From the Archives, 1987: Police raid on secretive sect "The Family"

The Hamilton- Byrne sect school at Eildon on Bolte Bay.CREDIT:MARK WILSON
David Elias
The Age
June 14, 2019

First published in The Age on August 17, 1987

Children taken into custody after raid on sect

Police are trying to establish the identities of six children they have plucked from the bush hideaway of a secretive pseudo-religious sect where they have been kept locked away from society since they were babies.

The six children, aged between 12 and 17, will be taken to the Children’s Court today to seek order for their care and protection under the Community Welfare Services Act.

Meanwhile, Victorian and federal police will continue a long running investigation into the affairs of the cult, which is controlled by a mysterious 66-year-old woman guru who believes that she is a reincarnation of Jesus Christ and long dead figureheads from eastern religions.

In a series of raids on properties owned by sect members and their guru, Mrs Anne Hamilton-Byrne, on Friday morning, police seized a number of prescription and non-prescription drugs of dependence, passports and photographs.

According to police, the children are in a dazed and confused state, brought about by the sudden break from their life of seclusion in a house on the shores of Lake Eildon, where they have been raised under a strict regime by disciples of Mrs Hamilton Byrne.

Over the years, the house has been home and school room to at least 14 children, most of whom were adopted by sect members on the instruction of the guru they call “The Teacher”. Most of them are now over 18 and some, on reaching majority, have left the group. It is understood they have volunteered help to the police investigation.
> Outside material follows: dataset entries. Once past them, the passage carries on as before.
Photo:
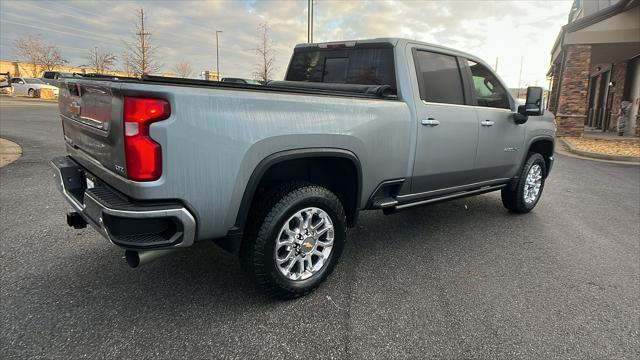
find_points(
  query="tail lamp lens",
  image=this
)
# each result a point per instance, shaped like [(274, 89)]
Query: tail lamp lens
[(143, 155)]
Until ‘The Age’ carried out an investigation into the sect and the plight of the children in 1982, they were all made to have the same hair dyed blonde to satisfy a whim of Mrs Hamilton-Byrne, who always believed that they would lead a new order of humanity after a nuclear holocaust.

The property is registered with the Education Department as a private tuition centre and, in 1982, a departmental inspector told ‘The Age’ that the children were well cared for, well clothed in uniforms and their educational standards were higher than normal for their respective ages.
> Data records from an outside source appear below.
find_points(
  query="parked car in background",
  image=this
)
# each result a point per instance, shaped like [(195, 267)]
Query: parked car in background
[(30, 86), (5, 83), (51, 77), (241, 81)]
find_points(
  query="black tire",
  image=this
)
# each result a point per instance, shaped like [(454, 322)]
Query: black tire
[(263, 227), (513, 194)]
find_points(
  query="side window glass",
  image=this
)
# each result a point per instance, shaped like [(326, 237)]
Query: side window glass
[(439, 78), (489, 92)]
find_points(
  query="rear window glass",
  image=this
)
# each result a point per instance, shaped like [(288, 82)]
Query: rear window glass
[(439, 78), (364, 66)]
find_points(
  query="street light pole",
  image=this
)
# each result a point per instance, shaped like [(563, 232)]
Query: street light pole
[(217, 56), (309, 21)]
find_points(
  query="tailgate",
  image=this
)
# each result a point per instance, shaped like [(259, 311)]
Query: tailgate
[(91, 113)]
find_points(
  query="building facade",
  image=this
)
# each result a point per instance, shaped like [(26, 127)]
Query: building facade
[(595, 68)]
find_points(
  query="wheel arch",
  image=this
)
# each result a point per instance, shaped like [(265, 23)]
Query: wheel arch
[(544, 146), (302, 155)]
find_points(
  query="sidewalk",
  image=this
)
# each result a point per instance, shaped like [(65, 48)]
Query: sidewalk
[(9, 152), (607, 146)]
But, he said, he felt there was something strange about the set-up. They were regimented like the Von Trapp family of ‘The Sound of Music’ fame and each child when asked for his or her name immediately volunteered a date of birth. The officer said that while he had misgivings there was nothing which could be pinpointed to recommend d the registration should be refused.

After the publication of a story about the children, a question was asked in State Parliament and the then Minister for Education, Mr Fordham, said that there were no grounds for rescinding the registration.
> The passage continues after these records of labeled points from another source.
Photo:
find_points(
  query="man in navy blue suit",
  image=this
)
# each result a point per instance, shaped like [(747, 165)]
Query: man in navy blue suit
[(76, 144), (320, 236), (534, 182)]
Mrs Hamilton-Byrne, the daughter of a railway worker, was born Evelyn Edwards in Sale 66 years ago, but claims she is younger and has tried to hang on to her youth and beauty with a number of plastic surgery operations.

She formed the sect, known as “The Family”, in the Dandenong ranges more than 20 years ago, after meeting a former member of Melbourne University’s Queens College, Dr Raynor Johnson, who was a scholar of and author of eastern religions and, until his death, a fervent believer in the spirituality of “the Teacher”.

The sect’s beliefs are based on a hotch-potch of Yoga, Buddhism and Christianity and a doctrine of reincarnation and total obedience to the will of “The Teacher”. Its religious rites are practised in a modern temple in Ferny Creek. The temple is protected by barbed wire, padlocked gates and electronic security.

At its height, the sect had more than 200 members, predominantly middle-class professionals, who have worked slavishly for Mrs Hamilton-Byrne and have helped her amass a large number of properties in Australia, Europe and America.

Mrs Hamilton-Byrne travels extensively between her various homes but, since ‘The Age’ published its investigation, she has spent little time in Australia.

The sect’s practices have also had a long connection with the hallucinogenic drugs LSD and psilocybin and, in the late 1960’s and early 1970’s, it had control of Newhaven, a private mental hospital in Kew where members were submitted to drug treatments, known as clearings.

During these clearing, the subjects were supposed to have been take back into past lives so that they could establish a better understanding of the weakness in their characters and the reasons why they had been condemned to yet further tormented existences on earth.

The drugs were usually administered by qualified medical practitioners who had been recruited into the group. When LSD was banned in the early 1970s the clearings continued, using whatever drugs were available.

According to police, in Friday’s raids on two houses in the Dandenong Ranges, a small quantity of LSD was seized along with other drugs. Members of the groups have been interviewed about these drugs and passports in their possessions. No charges have been laid.

The investigation by the Nunawading community policing squad was started more than two years ago and has been carried out in conjunction with the Federal Police. It is also understood that the sect is under separate investigations by both the Federal Police and the Federal Health Insurance Commission.